The pension system reform in both countries changed the investor structure drastically due to the enrichment of the old pay-as-you-go system with a privately managed pension funds pillar. Since 1999, these pension funds are the most important group of institutional investors on the Polish and Hungarian stock markets. In addition to the change of the investor structure, in both countries capital gains taxes do not exist, which rules out the tax-loss-selling hypothesis as a rationale for the January effect. Consequently, if a January effect can be detected in the data during the period before the entrance of pension fund investors in both stock markets, then itmust be driven by an anomalous trading behavior of Polish and Hungarian individual investors. We exploit the shift in the institutional environment in both emerging capital markets to provide evidence on the impact of individual and institutional investors’ trading decisions on the January anomaly.

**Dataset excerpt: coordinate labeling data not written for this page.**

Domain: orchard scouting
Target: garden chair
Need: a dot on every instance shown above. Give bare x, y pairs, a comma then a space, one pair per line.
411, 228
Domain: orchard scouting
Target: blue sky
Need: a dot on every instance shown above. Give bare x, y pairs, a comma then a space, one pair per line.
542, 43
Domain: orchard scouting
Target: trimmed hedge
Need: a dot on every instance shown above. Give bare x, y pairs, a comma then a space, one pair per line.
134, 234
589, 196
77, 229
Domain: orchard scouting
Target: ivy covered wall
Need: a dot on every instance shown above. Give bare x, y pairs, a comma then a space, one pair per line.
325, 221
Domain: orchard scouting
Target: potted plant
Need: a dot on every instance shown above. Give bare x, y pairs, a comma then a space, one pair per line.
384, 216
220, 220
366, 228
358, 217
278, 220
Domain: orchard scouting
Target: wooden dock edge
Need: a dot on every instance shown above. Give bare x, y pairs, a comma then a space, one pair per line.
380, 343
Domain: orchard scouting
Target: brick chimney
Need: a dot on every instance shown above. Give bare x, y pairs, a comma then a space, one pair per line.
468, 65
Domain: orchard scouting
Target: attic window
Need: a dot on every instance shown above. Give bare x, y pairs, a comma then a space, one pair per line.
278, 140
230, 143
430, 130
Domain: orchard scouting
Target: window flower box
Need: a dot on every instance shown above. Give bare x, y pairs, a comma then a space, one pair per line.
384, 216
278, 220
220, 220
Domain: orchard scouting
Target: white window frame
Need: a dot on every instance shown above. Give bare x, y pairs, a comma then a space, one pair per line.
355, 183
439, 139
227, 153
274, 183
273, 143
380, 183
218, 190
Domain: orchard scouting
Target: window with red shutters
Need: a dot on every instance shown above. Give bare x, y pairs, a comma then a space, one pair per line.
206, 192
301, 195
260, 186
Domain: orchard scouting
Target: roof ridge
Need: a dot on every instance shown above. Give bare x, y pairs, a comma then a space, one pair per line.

Relying on the institutional background of the Polish and the Hungarian stock markets, we contribute to the literature answering the following two questions. First, is there evidence in favor of a January effect during the period of individual trading? If this is the case, we can conclude that individual investors’ non-fundamentally driven trading decisions led to the January anomaly. Second, in which way did Polish and Hungarian pension fund investors contribute to the January anomaly after 1999 and 1998, respectively? In case pension funds exhibit window-dressing behavior, we expect a strengthening effect on the January anomaly. In contrast, if pension funds’ trading decisions are more influenced by fundamental information, a dampening effect on unusually high stock returns in January can be expected.
The remainder of the paper proceeds as follows. Section 2 outlines the institutional background for Poland and Hungary. Section 3 characterizes the data set, while the econometric methodology is described in section 4. Section 5 contains the empirical findings, and section 6 summarizes and concludes.